Until then, happy holidays, everybody!

[1] Don’t underestimate the power of keeping programmers happy! At a previous company I used to work for, a manager rewarded one of the programmers by buying him a DVD set of a TV show he was really into. That was only about $40, but they had a huge effect on the programmer’s morale and productivity. Talk about well-spent money.

[2] LeChimp doesn’t even have a monitor, although that sucks sometimes. RemoteDesktop is pretty cool, but it locks up the DirectX surfaces in some weird way, and then the graphics renderer refuses to initialize correctly. So we’re forced to use… get this… NetMeeting! With fake phone rings and all! Ring, ring, calling LeChimp…

  • http://www.mach8.nl Lucas Meijer

    Hey Noell, you might want to look at RealVNC (You can use the free version).
    I use to log into my functional test server, and it’s able to work with directx
    surfaces just fine. (alltough it’s always slower than on your local machine offcourse).

    Bye, Lucas

  • http://sirfire.hopto.org/ SirFire

    Try radmin for remote desktop, I’ve found it works very well with directx surfaces.

  • http://phil.freehackers.org Bluebird

    One of the consequences of using a lot of unit tests is that it becomes usually very easy to build functional tests on top of your architecture. I very often end-up running a lot of functional tests, with exactly the same unit test library.

  • noel

    That’s interesting, because we’re using unit tests very, very aggressively, and we have thousands of unit tests, but we don’t use the same framework for functional tests at all. For unit tests we’re using UnitTest++ (surprise!), but for functional tests we found the need to run the whole game and control it in a different way. So I ended up using our "action" system, which is a way of running bits of code that can persist across frames. They were originally set up so that any part of the game could kick off these actions through an enum and/or an action info structure (so, all plain data without any dependencies). But now it’s really handy to run them directly from the command line. So we run unit tests this way: sweetpea -action=TortureChamberFunctionalTest, which starts out the game, and immediately puts an action of that type in the action list.

    Do you find that you run functional tests on the whole game or more like full subsystems? What kind of unit test library are you using?

     

  • eugene

    That reminds me, noel, when are you guys going to release UnitTest++ 1.4? :)

  • http://phil.freehackers.org Bluebird

    Well, my program are not games and are much much smaller than what you guys are doing. That explains probably why I can cope with using unit tests for functional tests.

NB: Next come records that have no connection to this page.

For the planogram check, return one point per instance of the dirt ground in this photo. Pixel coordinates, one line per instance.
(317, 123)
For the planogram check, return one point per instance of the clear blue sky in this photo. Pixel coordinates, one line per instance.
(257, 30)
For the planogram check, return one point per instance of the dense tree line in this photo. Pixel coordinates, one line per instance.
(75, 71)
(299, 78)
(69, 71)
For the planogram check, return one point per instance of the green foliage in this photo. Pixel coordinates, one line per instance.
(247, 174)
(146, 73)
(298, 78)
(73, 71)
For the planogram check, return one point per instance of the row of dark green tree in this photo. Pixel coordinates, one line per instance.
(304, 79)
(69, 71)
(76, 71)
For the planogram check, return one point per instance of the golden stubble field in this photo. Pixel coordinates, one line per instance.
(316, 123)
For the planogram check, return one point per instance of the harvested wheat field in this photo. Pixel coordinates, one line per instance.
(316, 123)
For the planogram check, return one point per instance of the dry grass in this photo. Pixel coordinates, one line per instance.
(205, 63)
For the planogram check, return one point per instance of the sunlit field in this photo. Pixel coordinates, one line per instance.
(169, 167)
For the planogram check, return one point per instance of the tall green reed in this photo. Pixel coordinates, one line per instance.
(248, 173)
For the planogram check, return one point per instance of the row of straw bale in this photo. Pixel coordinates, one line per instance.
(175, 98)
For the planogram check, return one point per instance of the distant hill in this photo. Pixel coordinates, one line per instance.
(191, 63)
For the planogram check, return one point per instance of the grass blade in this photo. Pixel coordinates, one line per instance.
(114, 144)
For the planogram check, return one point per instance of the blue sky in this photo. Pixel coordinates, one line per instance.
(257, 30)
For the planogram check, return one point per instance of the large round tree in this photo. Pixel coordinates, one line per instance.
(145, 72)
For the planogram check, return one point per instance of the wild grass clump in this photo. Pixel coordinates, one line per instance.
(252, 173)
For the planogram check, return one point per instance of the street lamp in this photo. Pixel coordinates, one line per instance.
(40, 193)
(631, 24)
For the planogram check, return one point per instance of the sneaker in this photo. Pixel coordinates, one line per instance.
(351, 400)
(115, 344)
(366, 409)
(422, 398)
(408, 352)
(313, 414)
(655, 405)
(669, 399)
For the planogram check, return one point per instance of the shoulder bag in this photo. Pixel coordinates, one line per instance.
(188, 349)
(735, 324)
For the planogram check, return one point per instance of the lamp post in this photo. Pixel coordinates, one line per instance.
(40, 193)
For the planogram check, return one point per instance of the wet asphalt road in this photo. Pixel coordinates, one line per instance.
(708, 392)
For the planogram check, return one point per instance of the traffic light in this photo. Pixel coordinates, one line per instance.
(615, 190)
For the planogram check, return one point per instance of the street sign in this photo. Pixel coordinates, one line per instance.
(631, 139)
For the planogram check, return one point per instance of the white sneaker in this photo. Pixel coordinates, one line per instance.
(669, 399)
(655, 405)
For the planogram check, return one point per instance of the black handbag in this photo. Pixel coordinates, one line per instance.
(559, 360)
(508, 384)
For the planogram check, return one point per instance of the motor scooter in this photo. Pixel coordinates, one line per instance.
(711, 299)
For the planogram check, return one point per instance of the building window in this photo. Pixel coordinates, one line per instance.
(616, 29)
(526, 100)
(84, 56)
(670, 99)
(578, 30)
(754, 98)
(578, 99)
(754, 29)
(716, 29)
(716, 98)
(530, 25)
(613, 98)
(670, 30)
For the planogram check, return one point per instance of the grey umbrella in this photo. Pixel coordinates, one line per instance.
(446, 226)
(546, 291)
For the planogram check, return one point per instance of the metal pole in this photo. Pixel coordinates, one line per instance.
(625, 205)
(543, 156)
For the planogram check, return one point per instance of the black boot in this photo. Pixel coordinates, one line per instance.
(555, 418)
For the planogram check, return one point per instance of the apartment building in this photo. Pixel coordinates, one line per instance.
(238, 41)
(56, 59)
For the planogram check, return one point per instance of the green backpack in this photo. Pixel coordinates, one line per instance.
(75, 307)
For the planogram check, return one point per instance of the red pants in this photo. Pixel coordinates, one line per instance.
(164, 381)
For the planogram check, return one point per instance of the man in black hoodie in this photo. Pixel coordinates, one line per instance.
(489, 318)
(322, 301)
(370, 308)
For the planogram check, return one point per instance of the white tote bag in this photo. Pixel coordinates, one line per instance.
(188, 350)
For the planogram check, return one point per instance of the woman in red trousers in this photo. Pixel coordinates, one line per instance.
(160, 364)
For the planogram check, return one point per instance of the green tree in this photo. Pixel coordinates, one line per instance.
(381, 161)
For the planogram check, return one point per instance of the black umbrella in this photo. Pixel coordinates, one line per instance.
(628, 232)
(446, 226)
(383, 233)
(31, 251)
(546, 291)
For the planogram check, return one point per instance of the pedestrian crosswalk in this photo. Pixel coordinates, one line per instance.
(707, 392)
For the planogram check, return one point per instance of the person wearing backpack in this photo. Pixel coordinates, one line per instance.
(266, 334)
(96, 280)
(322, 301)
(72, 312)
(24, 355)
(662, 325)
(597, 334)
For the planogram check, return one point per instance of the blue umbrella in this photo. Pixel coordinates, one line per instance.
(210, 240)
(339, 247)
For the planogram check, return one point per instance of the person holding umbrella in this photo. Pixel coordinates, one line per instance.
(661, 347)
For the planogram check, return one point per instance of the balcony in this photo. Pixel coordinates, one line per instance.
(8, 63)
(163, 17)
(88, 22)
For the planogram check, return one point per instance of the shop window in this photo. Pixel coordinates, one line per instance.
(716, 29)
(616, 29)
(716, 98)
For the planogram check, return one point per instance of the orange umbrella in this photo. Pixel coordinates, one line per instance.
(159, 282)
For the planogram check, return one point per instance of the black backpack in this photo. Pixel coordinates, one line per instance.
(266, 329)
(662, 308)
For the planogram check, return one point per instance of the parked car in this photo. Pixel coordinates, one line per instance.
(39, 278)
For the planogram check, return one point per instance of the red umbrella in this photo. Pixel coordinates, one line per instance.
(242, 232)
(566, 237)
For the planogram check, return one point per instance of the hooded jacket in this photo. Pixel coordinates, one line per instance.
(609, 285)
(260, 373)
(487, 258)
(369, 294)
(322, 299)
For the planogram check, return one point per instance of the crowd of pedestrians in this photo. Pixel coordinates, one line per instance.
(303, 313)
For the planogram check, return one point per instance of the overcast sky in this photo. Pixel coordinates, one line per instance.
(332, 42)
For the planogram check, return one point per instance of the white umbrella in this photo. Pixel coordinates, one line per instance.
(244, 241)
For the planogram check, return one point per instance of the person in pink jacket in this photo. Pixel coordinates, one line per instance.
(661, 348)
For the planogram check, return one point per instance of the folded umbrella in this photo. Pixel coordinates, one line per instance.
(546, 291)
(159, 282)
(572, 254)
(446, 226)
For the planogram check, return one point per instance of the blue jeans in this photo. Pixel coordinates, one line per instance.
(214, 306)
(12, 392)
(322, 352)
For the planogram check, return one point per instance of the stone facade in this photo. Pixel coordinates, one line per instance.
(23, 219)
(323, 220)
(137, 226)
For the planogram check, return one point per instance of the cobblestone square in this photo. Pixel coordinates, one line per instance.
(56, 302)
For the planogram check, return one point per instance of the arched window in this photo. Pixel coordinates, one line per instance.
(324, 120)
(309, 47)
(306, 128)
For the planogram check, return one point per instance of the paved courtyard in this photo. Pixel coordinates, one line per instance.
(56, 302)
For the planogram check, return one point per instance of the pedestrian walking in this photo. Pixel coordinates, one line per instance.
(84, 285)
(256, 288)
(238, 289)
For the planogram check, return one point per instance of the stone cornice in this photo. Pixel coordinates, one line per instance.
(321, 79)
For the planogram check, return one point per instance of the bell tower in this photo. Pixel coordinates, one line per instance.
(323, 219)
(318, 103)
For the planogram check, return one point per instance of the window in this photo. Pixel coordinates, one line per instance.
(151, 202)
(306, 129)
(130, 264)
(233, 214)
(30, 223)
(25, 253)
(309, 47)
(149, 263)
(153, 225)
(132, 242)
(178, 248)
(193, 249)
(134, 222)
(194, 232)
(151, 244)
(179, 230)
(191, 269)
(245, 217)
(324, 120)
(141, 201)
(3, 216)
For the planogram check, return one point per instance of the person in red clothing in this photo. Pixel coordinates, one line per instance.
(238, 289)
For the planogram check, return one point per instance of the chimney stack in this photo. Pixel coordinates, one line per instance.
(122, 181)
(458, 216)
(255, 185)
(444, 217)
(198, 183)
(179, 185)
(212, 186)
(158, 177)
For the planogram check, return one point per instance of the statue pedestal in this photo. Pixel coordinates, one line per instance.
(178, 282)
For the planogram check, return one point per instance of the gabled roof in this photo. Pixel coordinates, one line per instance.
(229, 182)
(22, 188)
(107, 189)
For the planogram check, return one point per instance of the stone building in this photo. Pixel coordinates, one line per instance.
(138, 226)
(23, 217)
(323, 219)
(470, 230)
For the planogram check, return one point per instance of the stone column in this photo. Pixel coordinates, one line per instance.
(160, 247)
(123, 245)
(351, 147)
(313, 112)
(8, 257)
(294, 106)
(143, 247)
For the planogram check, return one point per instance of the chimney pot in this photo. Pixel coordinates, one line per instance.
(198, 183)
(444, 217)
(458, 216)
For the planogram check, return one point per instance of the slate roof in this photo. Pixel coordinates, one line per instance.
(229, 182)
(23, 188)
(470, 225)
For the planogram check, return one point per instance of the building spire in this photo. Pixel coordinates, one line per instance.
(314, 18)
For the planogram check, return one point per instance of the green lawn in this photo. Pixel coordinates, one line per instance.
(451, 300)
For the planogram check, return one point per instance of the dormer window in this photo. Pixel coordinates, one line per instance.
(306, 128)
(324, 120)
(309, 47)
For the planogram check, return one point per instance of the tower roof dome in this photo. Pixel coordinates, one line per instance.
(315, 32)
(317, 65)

    To answer your question, that’s more like a subsystem functional test. It’s less than full functional test and more than simple unit test. It may combine 2 to 4 classes together to represent realistic usage. It is an reasonably easy way to trigger fancy states in a few classes, that are difficult to reproduce on pure unit testing or pure functional testing. And thank to the influence of unit test, like I said, it is very easy to assemble a few classes into a functional subsystem test.

    For really high level functional tests, a new way of running the program is necessary.

    As for testing library, I used to use cppunit and qtunit but I was disapointed by both. I can’t wait to se UnitTest++ for my next C++ program but I’m doing either C or python those days.